“We go together like ramma lamma lamma ka dinga da dinga dong – Remembered for ever as shoo-bop sha whada whadda yippidy boom da boom”
The film “Grease” came out in 1978, a couple of years before I left school – but its sound track defined an era. At the end of the movie, as everyone sings, Sandy and Danny rise above the school in their 1948 Ford ‘Greased Lightning’ off to the future. This weekend my class of 1980 landed together in the Braes of Balquhidder for our first reunion since we left Oxenfoord Castle School. Lots of people had seen lots of each other since, but this was the first time so many were gathered together at the same time.
The boarding experience we shared was fairly usual for its time – with some extra twists of its own. It’s hard to pick the key defining characteristic, there are several: the cold; the food; being semi-cloistered from the rest of the world; or the priceless Sèvres china collection in the Adam dining room where we ate all our meals.
Cold? We knew about being cold – there was no heating above the ground floor and the radiators in the classrooms were barely effective. Our shampoo, toothpaste and lipgloss regularly froze solid – this is a whole level of cold above having a thin layer of frost on the inside of a window pane. When it snowed the drive got blocked and the oil truck couldn’t make it through. We all remember melting saucepans of snow in the domestic science room to wash our hair. (Though to this day none of us could understand why there was a regime of only washing your hair once a fortnight…the melted snow option was quite a rebellion).
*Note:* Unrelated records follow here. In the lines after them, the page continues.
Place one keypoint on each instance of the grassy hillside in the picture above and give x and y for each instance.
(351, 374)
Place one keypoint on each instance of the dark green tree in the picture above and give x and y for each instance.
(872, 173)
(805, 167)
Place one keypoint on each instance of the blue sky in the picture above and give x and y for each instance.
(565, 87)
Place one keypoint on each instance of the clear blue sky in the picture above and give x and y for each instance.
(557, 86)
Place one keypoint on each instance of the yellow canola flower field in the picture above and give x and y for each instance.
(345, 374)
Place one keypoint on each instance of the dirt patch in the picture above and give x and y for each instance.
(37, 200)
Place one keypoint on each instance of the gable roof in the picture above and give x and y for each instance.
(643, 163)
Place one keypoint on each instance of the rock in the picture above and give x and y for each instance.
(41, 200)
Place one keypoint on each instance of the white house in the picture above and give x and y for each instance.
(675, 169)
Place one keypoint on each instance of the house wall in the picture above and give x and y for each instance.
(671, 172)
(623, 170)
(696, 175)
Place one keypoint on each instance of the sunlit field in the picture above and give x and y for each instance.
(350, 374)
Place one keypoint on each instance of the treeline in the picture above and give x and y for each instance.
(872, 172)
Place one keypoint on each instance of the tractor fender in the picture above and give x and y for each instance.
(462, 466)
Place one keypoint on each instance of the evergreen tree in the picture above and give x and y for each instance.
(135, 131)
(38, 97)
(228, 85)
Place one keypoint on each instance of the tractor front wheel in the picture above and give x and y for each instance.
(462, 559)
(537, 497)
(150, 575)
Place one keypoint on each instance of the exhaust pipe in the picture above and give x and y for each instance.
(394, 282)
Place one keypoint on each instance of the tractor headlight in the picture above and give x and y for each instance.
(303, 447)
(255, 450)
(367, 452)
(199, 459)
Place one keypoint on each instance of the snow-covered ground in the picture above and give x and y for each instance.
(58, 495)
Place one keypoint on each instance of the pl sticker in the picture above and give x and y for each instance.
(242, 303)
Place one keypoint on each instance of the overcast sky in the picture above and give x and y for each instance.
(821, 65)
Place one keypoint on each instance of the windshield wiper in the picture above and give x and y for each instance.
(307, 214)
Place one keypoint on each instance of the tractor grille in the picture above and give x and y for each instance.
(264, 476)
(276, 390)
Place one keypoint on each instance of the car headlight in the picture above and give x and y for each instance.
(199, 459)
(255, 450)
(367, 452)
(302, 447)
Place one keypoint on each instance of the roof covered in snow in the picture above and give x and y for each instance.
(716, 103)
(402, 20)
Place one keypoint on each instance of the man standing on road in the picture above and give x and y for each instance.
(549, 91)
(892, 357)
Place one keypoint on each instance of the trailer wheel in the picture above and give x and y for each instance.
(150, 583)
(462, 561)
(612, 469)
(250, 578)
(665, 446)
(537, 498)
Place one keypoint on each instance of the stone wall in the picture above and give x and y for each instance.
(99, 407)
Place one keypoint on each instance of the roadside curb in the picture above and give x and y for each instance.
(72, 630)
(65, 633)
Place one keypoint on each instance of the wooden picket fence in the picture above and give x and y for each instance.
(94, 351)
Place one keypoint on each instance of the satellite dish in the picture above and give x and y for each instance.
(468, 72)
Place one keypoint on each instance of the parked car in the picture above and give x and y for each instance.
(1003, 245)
Food? Memories of tipping a plate of mince so that the fat collected in a pool away from the grey meat. Curious combinations never since repeated – crisps and ravioli, yoghurt and digestive biscuits, fish and chips with pickled beetroot. Eating countless baps and golden syrup. And talking about food – whispered conversations between top and bottom bunk about asparagus and melted butter and how many roast potatoes could have been had at home. Sweets from our tuck boxes – we were only allowed 3 single sweets a weekday, 4 on Saturdays and 5 on Sundays… we all got very good at smuggling, it was a real bonus when you got old/big enough for a bra! Sneaking walnuts from the school kitchen, only to be caught as they tumbled out of a hole in a dressing gown pocket. Liberating an egg from the same kitchen and then cooking it by boiling it in the kettle.
Being semi-cloistered had its own impact. It wasn’t just that we didn’t have mobile phones (there was one phone we could use in the evenings – it had a flashing light to signal incoming calls, but answering it was always a bit of a risk because you then had to go and find the person and the castle was quite big). We couldn’t go out very often. In a 13 week term there was an allowance of 3 weekend days and 3 ½ days of half-term. You had to be back by 7pm and I still get the abdabs on a Sunday evening if I hear the Top 40 chart countdown on Radio 1. We just didn’t see anyone much apart from each other – for 6 years. One consequence of this was being able to sort out disputes. If an argument developed, which they did, it had to be resolved quickly because no one could stand living in a crabby atmosphere for long. The second consequence is emotional independence. Back then, children that boarded developed pretty tough outer shells.
And the Sèvres china and Adam architecture? Our school building was originally a tower house built in the 16th century. In 1782 Robert Adam re-designed and extended the building. The Stair family, who still own it, had an extensive collection of art and miscellaneous objects d’art. There was a Watteau in the Drawing Room, displays of cutlasses, epées and swords in the entrance hall and ghosts galore in the turrets and hanging staircases. It was a Georgian Hogwarts – castellations and all.
We got together because we hadn’t for 33 years and because one of our friends is not well and we wanted to see her. We got together at her house and did not stop talking and laughing for 24 hours. My smiling muscles ache. We brought food and drink – enough to last for weeks, after all those years of fantasising about it everyone was always going to bring enough. We brought flowers and photographs – for our friend and for our memories. Memories that began like an individual patchwork with gaps and scraps here and there became a tapestry. The threads of stories repeated and re-enforced by one to another filling in our narrative with many stiches: who had dissected the sheep’s eye ball; who had played piano so well; who had taken a coveted position in the lacrosse team from another; which teacher had warned us about “babies in the air just waiting to be born”; and, of course, who had snogged who at the occasional school dances with Loretto and Fettes.
We shared our individual stories since leaving – men, marriages, children, adventures. We remembered friends not with us at our reunion. And we talked about the future. We worry for our parents and wondered about the next generation. What will they take from the values we share – what will be discarded. We also talk about ourselves and what we will do next – forthcoming art exhibitions, business projects, weddings in the pipeline and expeditions. The ability to resolve disputes has mellowed into an ability to listen and empathise without competing.
You can tell by someone’s gait, or their laugh, that they are still the same girl underneath – but we have become a group of tough, kind, funny and wise women I care for very much.